Entrepreneurs have been coming to Silicon Valley to make money by making hardware and/or software. Then for a while people were funded to come and make IPOs-high-tech credentials were optional. Investors stopped checking whether clients could run a high-tech development project, and it turned out that many of them couldn't. Zillions of dollars were wasted while these elephants labored and brought forth nothing but the proceeds on used office furnishings. Other Web-age management had technical backgrounds but little business experience. Many found themselves running companies without having worked for one. It's easy to miss something when you start at the top.

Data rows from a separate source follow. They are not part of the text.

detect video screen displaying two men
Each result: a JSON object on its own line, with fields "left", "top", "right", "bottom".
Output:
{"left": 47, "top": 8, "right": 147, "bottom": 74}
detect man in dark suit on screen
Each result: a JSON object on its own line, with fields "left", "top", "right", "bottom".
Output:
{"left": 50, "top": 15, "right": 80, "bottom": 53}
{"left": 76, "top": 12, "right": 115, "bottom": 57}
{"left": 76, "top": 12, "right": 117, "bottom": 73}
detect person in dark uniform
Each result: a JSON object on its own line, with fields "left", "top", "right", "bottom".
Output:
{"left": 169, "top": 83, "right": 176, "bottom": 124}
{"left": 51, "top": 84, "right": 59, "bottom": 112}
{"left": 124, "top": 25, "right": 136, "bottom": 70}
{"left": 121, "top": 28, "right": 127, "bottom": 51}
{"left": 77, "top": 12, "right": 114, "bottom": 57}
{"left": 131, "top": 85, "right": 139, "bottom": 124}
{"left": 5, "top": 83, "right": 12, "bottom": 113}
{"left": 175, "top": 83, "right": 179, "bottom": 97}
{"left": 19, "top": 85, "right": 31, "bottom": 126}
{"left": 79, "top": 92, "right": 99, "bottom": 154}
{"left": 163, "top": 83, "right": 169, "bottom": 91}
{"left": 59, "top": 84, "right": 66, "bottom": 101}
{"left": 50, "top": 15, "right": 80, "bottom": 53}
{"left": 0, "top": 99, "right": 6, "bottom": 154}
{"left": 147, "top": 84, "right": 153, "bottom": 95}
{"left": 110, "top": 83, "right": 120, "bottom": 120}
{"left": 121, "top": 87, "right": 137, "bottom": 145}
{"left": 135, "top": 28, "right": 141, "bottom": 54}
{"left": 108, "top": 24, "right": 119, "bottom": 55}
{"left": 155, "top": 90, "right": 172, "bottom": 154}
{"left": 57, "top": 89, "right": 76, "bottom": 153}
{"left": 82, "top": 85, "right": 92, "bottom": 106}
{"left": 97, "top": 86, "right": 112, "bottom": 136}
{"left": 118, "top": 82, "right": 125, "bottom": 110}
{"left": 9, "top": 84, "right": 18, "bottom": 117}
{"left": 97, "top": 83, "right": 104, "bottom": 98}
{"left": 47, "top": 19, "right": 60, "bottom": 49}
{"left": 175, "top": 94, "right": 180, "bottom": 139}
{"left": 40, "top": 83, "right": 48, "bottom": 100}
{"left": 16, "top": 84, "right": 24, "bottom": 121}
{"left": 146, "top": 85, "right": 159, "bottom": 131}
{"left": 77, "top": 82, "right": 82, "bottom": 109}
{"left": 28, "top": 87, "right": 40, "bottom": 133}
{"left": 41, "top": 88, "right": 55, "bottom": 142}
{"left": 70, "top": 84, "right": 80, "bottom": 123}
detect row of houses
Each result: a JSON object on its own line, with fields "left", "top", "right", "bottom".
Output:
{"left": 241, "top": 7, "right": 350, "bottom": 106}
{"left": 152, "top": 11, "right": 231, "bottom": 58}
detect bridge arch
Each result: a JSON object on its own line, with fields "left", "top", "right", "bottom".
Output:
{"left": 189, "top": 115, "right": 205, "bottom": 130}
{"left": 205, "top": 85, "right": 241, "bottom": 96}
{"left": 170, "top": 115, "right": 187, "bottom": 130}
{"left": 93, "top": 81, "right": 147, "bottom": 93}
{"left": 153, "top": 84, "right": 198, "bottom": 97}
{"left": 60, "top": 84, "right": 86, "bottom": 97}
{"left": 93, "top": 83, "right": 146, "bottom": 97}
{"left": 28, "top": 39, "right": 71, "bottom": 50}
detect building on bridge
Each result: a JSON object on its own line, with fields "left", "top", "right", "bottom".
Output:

The lore of software QA was often missing from NewTech companies. There are courses in software test now, but how many hotshot developers would ever take one? They wouldn't take relational databases or other non-sexy programming classes either, but they know the old crafts exist, and if they need a programmer who can do them, they know what questions to ask. But they don't know the technical requirements of software test. Developers believe they can do test themselves, but they don't want to be bothered with details. What do testers do but sit behind the wheel and watch for orange lights?-while they design the engine.

So software test was ready for NewTech, but NewTech wasn't ready to hire it. Instead, they started software test all over again, with green people sitting in front of browsers, trying to ad-hoc their systems out the door. But what worked for tiny, isolated PC apps can't work on multi-megabyte engines. Many defects in Web-apps don't even surface in the UI, and the ones that do are usually coming from distant processes, where back-end testing could pinpoint them and save hours of developers' time. Companies that haven't failed may still be floundering without the QA experience they need. And with spending so tight now-more tight than it is wise-managers may fail because their customers won't accept a badly tested product.

But if we're no longer blinded by newness, maybe we're ready to see the real technical and financial superiority of software development for the Web. Desktop client-server companies still have market share, but they're hurting. They're supporting multiple patched versions in the field, and their designs are bundles of old code that disintegrate further with every resource-hungry rev. And their mergers may make things worse, as they try to get incompatible apps to work together. The browser-based separation of UI from back-end processes is much cheaper to maintain, since teams can rev and test individual modules without re-architecting everything.

Development like this could make richer long-term payoffs for investors, if not as something new, then as an advance on what went before. But this can't happen in companies where everybody is too new to meet their technical goals effectively. What could have been a scaffolding became a bubble of baseless IPOs that floated away and popped. Age discrimination is illegal, but it's non-competitive as well. Let's mix the generations from now on.